À quatre jours du premier tour du scrutin présidentiel, l'horizon politique de la France est plongé dans un épais brouillard. La succession des crises ces derniers mois a jeté une ombre sur la bataille entre les candidats. Entre la déferlante Omicron et le début de la guerre en Ukraine, tous les prétendants à l'élection présidentielle peinent à faire entendre leur voix.
L'éclatement du conflit aux portes du Vieux continent a frappé les esprits et suscité de l'anxiété chez de nombreux électeurs. Plus d'un mois après le début de l'invasion russe, la perspective d'un cessez-le-feu rapide n'est pas à l'ordre du jour. En dépit d'un renforcement des sanctions économiques et financières des Occidentaux, la Russie est toujours déterminée à occuper le territoire ukrainien même si elle a annoncé récemment qu'elle allait se concentrer sur quelques fronts.
Dans ce contexte particulièrement troublé, Marine Le Pen a présenté le chiffrage de son programme devant la presse il y a quelques jours. Derrière cette exercice de communication, la crédibilité des candidats « doit passer par un chiffrage » explique Gilles Ivaldi, chercheur au CNRS et au Cevipof de Sciences-Po interrogé par La Tribune. « Historiquement, les partis du FN et du RN sont des partis de niche. Ils rentrent dans le système politique avec des enjeux régaliens sur les thèmes sécuritaires. Lorsque Marine Le Pen prend les commandes du FN en 2011, elle veut renforcer cette crédibilité économique », ajoute ce spécialiste des programmes du Front national et du Rassemblement national et auteur d'une note éclairante intitulée « Marine Le Pen, Éric Zemmour : social-populisme contre capitalisme populaire ».
« En présentant un chiffrage même contestable, Marine Le Pen veut également s'adresser aux classes moyennes, aux classes moyennes supérieures et au monde de l'entreprise. Ces catégories échappent à Marine Le Pen, »

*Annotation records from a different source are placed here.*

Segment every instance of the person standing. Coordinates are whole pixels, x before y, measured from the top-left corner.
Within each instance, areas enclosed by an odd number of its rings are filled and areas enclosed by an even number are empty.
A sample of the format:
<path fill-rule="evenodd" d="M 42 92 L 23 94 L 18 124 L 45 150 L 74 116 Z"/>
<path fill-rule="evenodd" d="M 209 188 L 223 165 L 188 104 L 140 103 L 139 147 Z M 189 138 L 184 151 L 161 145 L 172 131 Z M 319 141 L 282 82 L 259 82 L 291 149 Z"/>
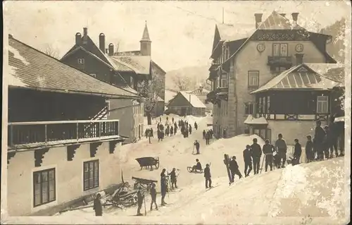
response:
<path fill-rule="evenodd" d="M 211 186 L 211 174 L 210 174 L 210 168 L 208 164 L 206 165 L 206 168 L 204 169 L 204 178 L 206 178 L 206 188 L 213 188 Z M 208 186 L 208 183 L 209 183 L 209 186 Z"/>
<path fill-rule="evenodd" d="M 236 161 L 236 157 L 233 156 L 232 159 L 229 162 L 229 166 L 230 166 L 230 170 L 231 171 L 231 180 L 232 182 L 234 182 L 234 175 L 237 175 L 239 178 L 241 179 L 242 178 L 242 174 L 241 174 L 241 172 L 239 170 L 239 164 L 237 164 L 237 162 Z"/>
<path fill-rule="evenodd" d="M 138 187 L 138 191 L 137 193 L 137 199 L 138 203 L 138 208 L 137 209 L 137 216 L 143 216 L 141 213 L 142 206 L 143 205 L 143 200 L 144 200 L 144 195 L 142 193 L 142 187 Z"/>
<path fill-rule="evenodd" d="M 156 205 L 156 190 L 155 188 L 155 183 L 151 183 L 151 210 L 153 209 L 153 203 L 155 204 L 155 208 L 158 210 L 158 205 Z"/>
<path fill-rule="evenodd" d="M 249 145 L 246 145 L 246 149 L 243 151 L 243 159 L 244 161 L 244 177 L 247 177 L 252 171 L 252 152 Z"/>
<path fill-rule="evenodd" d="M 98 193 L 93 203 L 93 209 L 95 212 L 96 217 L 103 216 L 103 207 L 101 205 L 101 195 L 100 193 Z"/>
<path fill-rule="evenodd" d="M 284 139 L 282 139 L 282 135 L 279 133 L 277 135 L 278 139 L 275 142 L 275 148 L 277 150 L 277 153 L 280 158 L 280 164 L 279 164 L 279 169 L 280 166 L 282 168 L 285 167 L 286 163 L 286 154 L 287 152 L 287 145 Z M 282 164 L 281 164 L 281 160 L 282 159 Z"/>
<path fill-rule="evenodd" d="M 265 157 L 265 172 L 268 171 L 268 166 L 270 166 L 270 171 L 272 170 L 272 150 L 273 147 L 270 144 L 269 140 L 265 140 L 265 144 L 263 146 L 263 153 Z"/>
<path fill-rule="evenodd" d="M 259 173 L 260 166 L 260 157 L 262 156 L 262 149 L 260 145 L 258 144 L 258 139 L 253 139 L 253 144 L 251 146 L 252 150 L 253 167 L 254 169 L 254 174 Z"/>

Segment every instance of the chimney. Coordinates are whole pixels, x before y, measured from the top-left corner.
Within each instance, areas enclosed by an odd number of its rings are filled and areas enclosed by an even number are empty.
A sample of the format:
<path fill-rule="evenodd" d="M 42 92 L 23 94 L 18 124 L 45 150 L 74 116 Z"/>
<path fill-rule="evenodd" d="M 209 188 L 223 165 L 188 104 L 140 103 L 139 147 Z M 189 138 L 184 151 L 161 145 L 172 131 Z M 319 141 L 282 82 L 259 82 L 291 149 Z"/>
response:
<path fill-rule="evenodd" d="M 109 56 L 113 56 L 113 43 L 109 44 L 108 49 L 109 49 L 109 52 L 108 52 Z"/>
<path fill-rule="evenodd" d="M 103 33 L 99 35 L 99 49 L 101 51 L 105 51 L 105 35 Z"/>
<path fill-rule="evenodd" d="M 292 20 L 294 20 L 294 22 L 296 22 L 296 24 L 297 24 L 297 20 L 298 18 L 298 14 L 299 13 L 292 13 Z"/>
<path fill-rule="evenodd" d="M 76 44 L 77 45 L 81 45 L 82 44 L 82 35 L 80 32 L 77 32 L 76 33 Z"/>
<path fill-rule="evenodd" d="M 296 64 L 300 65 L 303 63 L 303 53 L 296 53 Z"/>
<path fill-rule="evenodd" d="M 88 28 L 83 28 L 83 44 L 87 44 L 88 42 Z"/>
<path fill-rule="evenodd" d="M 256 17 L 256 29 L 258 29 L 258 27 L 260 25 L 260 23 L 262 22 L 263 13 L 255 13 L 254 16 Z"/>

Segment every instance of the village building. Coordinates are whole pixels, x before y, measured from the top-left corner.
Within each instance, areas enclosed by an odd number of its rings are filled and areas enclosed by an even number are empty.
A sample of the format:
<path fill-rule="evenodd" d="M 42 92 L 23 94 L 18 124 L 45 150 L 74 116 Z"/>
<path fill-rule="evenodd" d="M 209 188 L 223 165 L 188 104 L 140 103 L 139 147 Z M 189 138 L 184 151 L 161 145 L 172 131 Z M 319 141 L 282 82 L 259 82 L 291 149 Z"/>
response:
<path fill-rule="evenodd" d="M 195 95 L 179 92 L 168 104 L 168 113 L 179 116 L 206 116 L 206 105 Z"/>
<path fill-rule="evenodd" d="M 193 94 L 198 97 L 198 98 L 203 102 L 206 107 L 206 109 L 208 110 L 213 109 L 213 104 L 206 101 L 206 95 L 210 92 L 210 90 L 206 90 L 203 87 L 202 85 L 199 85 L 196 90 L 187 92 L 187 93 Z"/>
<path fill-rule="evenodd" d="M 338 81 L 312 64 L 336 63 L 326 51 L 331 36 L 308 31 L 284 13 L 273 11 L 262 22 L 255 14 L 249 34 L 217 25 L 209 68 L 215 135 L 257 133 L 274 141 L 282 133 L 289 144 L 311 135 L 315 121 L 327 123 L 331 90 Z M 251 60 L 249 60 L 251 59 Z M 335 66 L 343 67 L 343 66 Z"/>
<path fill-rule="evenodd" d="M 140 97 L 11 35 L 8 54 L 8 214 L 52 214 L 118 183 L 120 122 L 92 118 L 107 99 Z"/>

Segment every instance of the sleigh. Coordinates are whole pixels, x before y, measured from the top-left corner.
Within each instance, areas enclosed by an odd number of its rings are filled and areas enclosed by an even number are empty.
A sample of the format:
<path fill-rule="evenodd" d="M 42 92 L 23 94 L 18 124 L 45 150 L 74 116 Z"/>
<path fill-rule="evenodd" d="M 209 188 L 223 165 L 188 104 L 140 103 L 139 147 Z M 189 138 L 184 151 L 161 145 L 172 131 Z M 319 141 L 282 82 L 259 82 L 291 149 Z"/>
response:
<path fill-rule="evenodd" d="M 158 157 L 137 158 L 136 160 L 139 164 L 141 169 L 142 169 L 143 167 L 146 169 L 150 167 L 151 170 L 153 170 L 153 166 L 154 166 L 156 169 L 159 168 L 159 157 Z"/>

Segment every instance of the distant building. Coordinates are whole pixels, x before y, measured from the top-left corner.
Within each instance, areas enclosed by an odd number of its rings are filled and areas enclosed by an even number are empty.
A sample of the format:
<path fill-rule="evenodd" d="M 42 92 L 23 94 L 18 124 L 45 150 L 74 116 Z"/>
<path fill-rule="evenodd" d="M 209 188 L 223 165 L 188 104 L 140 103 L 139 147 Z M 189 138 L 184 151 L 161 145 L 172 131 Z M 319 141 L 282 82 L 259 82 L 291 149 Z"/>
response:
<path fill-rule="evenodd" d="M 213 109 L 213 104 L 211 103 L 207 102 L 206 101 L 206 95 L 210 92 L 210 91 L 205 89 L 203 85 L 199 85 L 199 87 L 194 90 L 192 91 L 189 91 L 187 92 L 187 93 L 193 94 L 198 97 L 198 98 L 203 102 L 206 107 L 207 109 L 212 110 Z"/>
<path fill-rule="evenodd" d="M 113 187 L 120 179 L 118 150 L 125 139 L 120 121 L 92 118 L 101 116 L 108 99 L 139 97 L 11 35 L 8 54 L 4 78 L 9 215 L 51 215 Z"/>
<path fill-rule="evenodd" d="M 205 116 L 204 104 L 193 94 L 179 92 L 168 104 L 168 111 L 179 116 Z"/>
<path fill-rule="evenodd" d="M 249 34 L 215 27 L 207 98 L 213 104 L 213 130 L 218 137 L 226 129 L 227 137 L 255 133 L 272 141 L 281 133 L 291 144 L 332 112 L 329 88 L 337 83 L 312 65 L 336 63 L 326 51 L 332 37 L 301 27 L 298 13 L 292 23 L 275 11 L 262 23 L 262 15 L 255 14 Z M 255 125 L 260 117 L 266 122 Z"/>

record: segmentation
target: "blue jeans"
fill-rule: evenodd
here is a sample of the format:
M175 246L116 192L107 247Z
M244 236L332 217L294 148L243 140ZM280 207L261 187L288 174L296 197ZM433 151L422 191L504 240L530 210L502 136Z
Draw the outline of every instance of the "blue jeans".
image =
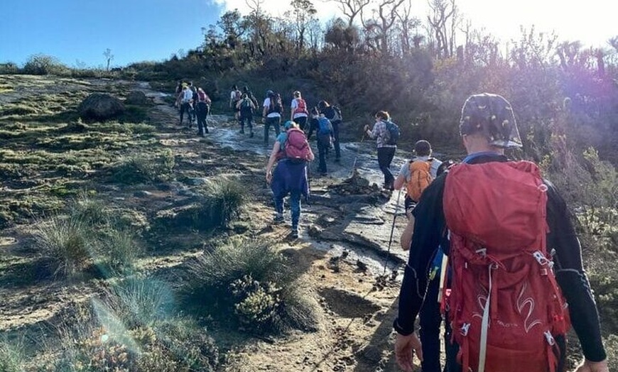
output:
M292 229L298 228L298 220L300 219L300 190L292 190L290 192L290 211L292 212ZM283 198L285 196L275 196L275 211L277 213L283 213Z
M428 283L427 294L421 307L421 342L423 344L423 372L441 372L440 366L440 324L442 314L438 292L440 291L440 275ZM445 335L445 346L447 342Z
M279 135L279 124L281 124L281 116L266 118L264 120L264 145L268 146L269 144L269 130L270 129L271 126L273 126L273 128L275 130L275 139L276 139L277 136Z
M320 162L318 170L322 174L326 173L326 153L330 147L326 140L320 140L320 134L318 135L318 158Z
M378 165L380 167L380 170L384 174L385 187L392 186L395 181L395 177L391 173L391 163L395 156L395 148L394 147L378 148Z
M341 121L332 121L332 145L335 146L335 158L341 158L341 146L339 143L339 124Z

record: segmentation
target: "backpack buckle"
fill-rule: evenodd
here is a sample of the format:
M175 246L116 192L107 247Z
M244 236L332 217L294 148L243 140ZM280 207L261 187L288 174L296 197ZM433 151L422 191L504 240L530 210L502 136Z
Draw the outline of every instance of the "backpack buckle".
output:
M546 331L543 334L545 336L545 339L547 340L549 346L553 346L555 344L555 339L549 331Z
M468 332L470 330L470 323L464 323L463 325L461 326L461 332L462 336L465 337L468 335Z
M547 265L549 266L549 268L553 267L553 262L551 260L548 259L541 251L535 251L532 253L532 256L534 257L536 262L538 262L541 266Z

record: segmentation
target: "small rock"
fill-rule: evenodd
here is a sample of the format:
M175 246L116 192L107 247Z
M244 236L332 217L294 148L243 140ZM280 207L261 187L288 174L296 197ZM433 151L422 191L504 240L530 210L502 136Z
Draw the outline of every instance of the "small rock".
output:
M312 238L317 238L320 236L320 235L322 235L322 229L320 229L319 226L313 224L309 225L308 234L309 236Z

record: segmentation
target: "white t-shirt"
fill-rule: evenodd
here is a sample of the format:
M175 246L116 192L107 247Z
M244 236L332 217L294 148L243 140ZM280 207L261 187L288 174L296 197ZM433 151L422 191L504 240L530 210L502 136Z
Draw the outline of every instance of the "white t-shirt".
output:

Gilles Ivaldi, chercheur au CNRS
En effet, la candidate du RN qui sillonne le territoire depuis des mois cherche désormais à attirer au-delà de son électorat traditionnel des classes populaires. Après une bataille électorale jugée « atone » par de nombreux observateurs, Marine Le Pen (Rassemblement national) se situe en seconde position avec 27% des intentions de vote, selon les récents résultats d'un baromètre OpinionWay.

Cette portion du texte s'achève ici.